Mr Burns added that he did ‘not believe that the current share price reflects the true value of the company’, and that he continued ‘to be a firm believer in investing in the health and wellness space, including medical cannabis and CBD’ and remained ‘optimistic for the new year’.
Furthermore, he said that this macroeconomic back drop provided SEED with a ‘great opportunity’ to take advantage of ‘more realistic venture valuations’.
Yooma Wellness, which SEED has previously stated had a ‘major impact’ on its NAV, ‘continued to see a disappointing’ performance over the period, but SEED said it remained ‘quietly optimistic about its recently reported acquisitions’.
Elsewhere Little Green Pharma ‘made strides in advancing its global expansion strategy’, including numerous partnerships with Cannamedical, Demecan and Ilios Sante over the period, while achieving record quarterly revenues of AU$4.9 million in the three months to September 30.
According to SEED its ‘only frustration’ is that this progress has not been reflected in its share price performance.
Post period, on December 7, SEED announced plans for a potential ‘disposal’ of its legacy holding in Leap Gaming, which will reportedly generate nearly €6m in cash over two years.
“We had been pursuing a liquidity event for Leap over the last 3 years, but the worsening equity market conditions and macroeconomic factors made it clear that this was not going to materialise in any sensible time frame.”
Love Hemp
UK CBD consumer goods company Love Hemp has announced another ‘significant change in board members’, further delays to its relisting on Aquis, and a new £1.5m loan to see it through ‘working capital difficulties’.
In an update to investors published on December 14, Love Hemp revealed that despite a 42% increase in year-on-year sales over the three months to September 30, 2022, a ‘challenging operating environment’ had impacted its sales during the vital holiday quarter and would likely lead to ‘slower growth’.
Aside from the cost of living crisis, Love Hemp said that its ‘invoice discount lender’ Windfall Logistics, which provides cash to cover unpaid invoices, said it would stop servicing the company.
This was reportedly due to Love Hemp’s ‘largest retail customer’ issuing unexpected invoices for past product promotions including an overdue loan of £450,000.
Love Hemp has therefore secured a loan from ‘a group of strategic investors’, understood to include existing shareholders, of £1.5m due to incur a total aggregate transaction cost of £310,000.
A reported £700,000 of this loan will be used to cover debts to Windfall Logistics and release the security held by them over Love Hemp assets, up to £150,000 of which ‘may be returned’ to Love Hemp in the coming months as outstanding invoices are collected.

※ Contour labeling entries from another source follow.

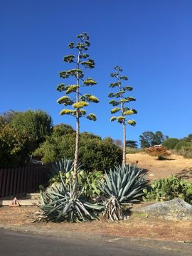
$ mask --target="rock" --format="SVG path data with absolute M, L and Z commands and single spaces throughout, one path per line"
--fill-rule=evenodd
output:
M 139 207 L 134 211 L 169 220 L 192 221 L 192 206 L 181 198 L 174 198 L 169 201 Z

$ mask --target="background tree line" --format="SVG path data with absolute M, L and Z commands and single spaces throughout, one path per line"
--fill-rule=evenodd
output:
M 42 110 L 9 111 L 0 116 L 0 168 L 23 166 L 36 158 L 44 163 L 73 159 L 75 131 L 70 125 L 53 125 Z M 122 161 L 122 149 L 112 139 L 88 132 L 80 134 L 80 161 L 92 171 L 110 169 Z

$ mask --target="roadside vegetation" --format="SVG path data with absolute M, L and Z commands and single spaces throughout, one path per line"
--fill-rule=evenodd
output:
M 87 53 L 89 36 L 83 33 L 75 41 L 68 45 L 73 54 L 63 58 L 64 62 L 73 65 L 73 68 L 60 72 L 60 77 L 69 78 L 70 82 L 57 87 L 62 94 L 57 102 L 65 107 L 60 114 L 73 117 L 75 129 L 65 124 L 53 125 L 51 117 L 41 110 L 11 110 L 1 114 L 0 168 L 23 166 L 34 160 L 48 165 L 48 184 L 41 186 L 40 208 L 49 221 L 81 222 L 100 216 L 112 221 L 126 220 L 130 206 L 142 201 L 181 197 L 192 203 L 189 182 L 171 176 L 149 184 L 145 170 L 138 167 L 137 161 L 134 164 L 126 161 L 126 154 L 141 150 L 159 160 L 169 156 L 169 150 L 192 157 L 192 135 L 178 139 L 169 139 L 160 131 L 144 132 L 140 135 L 142 149 L 138 149 L 136 141 L 126 141 L 126 124 L 136 124 L 127 117 L 137 114 L 127 103 L 136 100 L 126 95 L 132 87 L 123 85 L 128 78 L 121 75 L 122 69 L 119 66 L 111 74 L 115 80 L 110 87 L 117 91 L 108 96 L 112 98 L 111 114 L 115 114 L 111 121 L 122 124 L 123 143 L 80 132 L 81 118 L 96 121 L 95 114 L 87 114 L 86 107 L 90 103 L 98 103 L 99 99 L 91 94 L 96 81 L 85 78 L 85 71 L 95 68 L 95 61 Z

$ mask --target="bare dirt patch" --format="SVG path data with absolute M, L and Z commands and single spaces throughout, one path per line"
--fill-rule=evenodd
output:
M 33 223 L 37 206 L 0 208 L 0 225 L 28 226 L 44 228 L 55 234 L 75 233 L 85 235 L 110 235 L 122 238 L 149 238 L 160 240 L 191 241 L 192 223 L 171 221 L 149 217 L 144 214 L 133 214 L 126 221 L 107 222 L 105 220 L 82 223 Z
M 137 161 L 138 167 L 146 170 L 151 181 L 174 174 L 192 182 L 192 159 L 171 155 L 166 160 L 157 160 L 145 153 L 127 154 L 127 164 Z

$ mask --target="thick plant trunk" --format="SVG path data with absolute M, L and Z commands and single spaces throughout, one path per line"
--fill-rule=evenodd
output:
M 75 184 L 75 188 L 78 186 L 78 156 L 79 156 L 79 144 L 80 144 L 80 119 L 79 113 L 77 111 L 76 114 L 76 137 L 75 137 L 75 160 L 74 160 L 74 174 L 73 174 L 73 182 Z
M 78 68 L 79 68 L 80 63 L 80 52 L 78 58 Z M 79 73 L 77 75 L 77 85 L 79 86 Z M 77 87 L 76 90 L 76 102 L 79 102 L 79 87 Z M 79 109 L 76 110 L 76 137 L 75 137 L 75 159 L 74 159 L 74 174 L 73 174 L 73 183 L 75 183 L 74 193 L 78 191 L 78 164 L 79 164 L 79 144 L 80 144 L 80 114 Z
M 123 124 L 123 160 L 122 164 L 126 164 L 126 126 Z

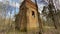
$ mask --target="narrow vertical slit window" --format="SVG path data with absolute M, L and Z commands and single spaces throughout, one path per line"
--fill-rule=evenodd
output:
M 35 17 L 35 13 L 34 13 L 34 11 L 32 11 L 32 17 Z

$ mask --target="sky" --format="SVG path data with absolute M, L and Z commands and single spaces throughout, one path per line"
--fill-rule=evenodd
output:
M 8 15 L 10 15 L 11 12 L 11 16 L 13 17 L 16 12 L 16 14 L 19 12 L 19 6 L 21 5 L 23 0 L 0 0 L 0 2 L 3 2 L 3 4 L 8 4 L 6 10 L 9 11 Z M 34 2 L 35 0 L 31 0 L 32 2 Z M 54 1 L 55 2 L 55 1 Z M 38 10 L 41 13 L 43 6 L 46 6 L 48 4 L 48 2 L 46 0 L 37 0 L 37 5 L 38 5 Z M 55 5 L 57 5 L 58 2 L 55 2 Z M 58 5 L 57 5 L 58 6 Z M 59 5 L 60 7 L 60 5 Z M 57 8 L 59 8 L 57 7 Z

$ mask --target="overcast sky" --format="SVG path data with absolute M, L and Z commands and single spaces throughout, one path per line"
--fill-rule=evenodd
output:
M 7 2 L 8 1 L 8 2 Z M 8 10 L 12 10 L 12 16 L 14 15 L 14 11 L 16 13 L 19 12 L 19 6 L 22 3 L 23 0 L 0 0 L 0 2 L 3 2 L 4 4 L 9 3 Z M 34 2 L 35 0 L 32 0 Z M 59 2 L 58 2 L 59 1 Z M 46 6 L 48 2 L 46 0 L 37 0 L 38 4 L 38 10 L 41 13 L 43 6 Z M 60 8 L 60 0 L 54 0 L 54 4 L 57 6 L 56 8 Z M 10 15 L 10 13 L 8 13 Z

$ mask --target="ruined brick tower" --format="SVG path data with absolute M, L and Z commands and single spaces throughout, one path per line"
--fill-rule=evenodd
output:
M 20 30 L 38 29 L 38 13 L 36 4 L 31 0 L 24 0 L 16 16 L 16 27 Z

Alongside this new loan facility, Love Hemp is set to see three senior board members, including its interim CFO Anthony Dyer, non-executive chairman Graham Mullis and former executive chairman Andrew Male resign from the company ‘with immediate effect’.
This marks the latest major change in the company’s senior team, after welcoming Robert Smyth in September as its new CFO, before announcing his immediate resignation a week later ‘by mutual consent’, and placing Mr Dyer in his place as interim CFO.
Furthermore, Love Hemp says it will not be ‘able to complete the audit of is financial statements’ for 2021/2022 by the end of the year, and will also be delaying its AGM.
In light of this delay the company, which has had its shares suspended on the Aquis Stock Exchange since May, says it will not apply to lift the suspension until after the financial statements had been filed.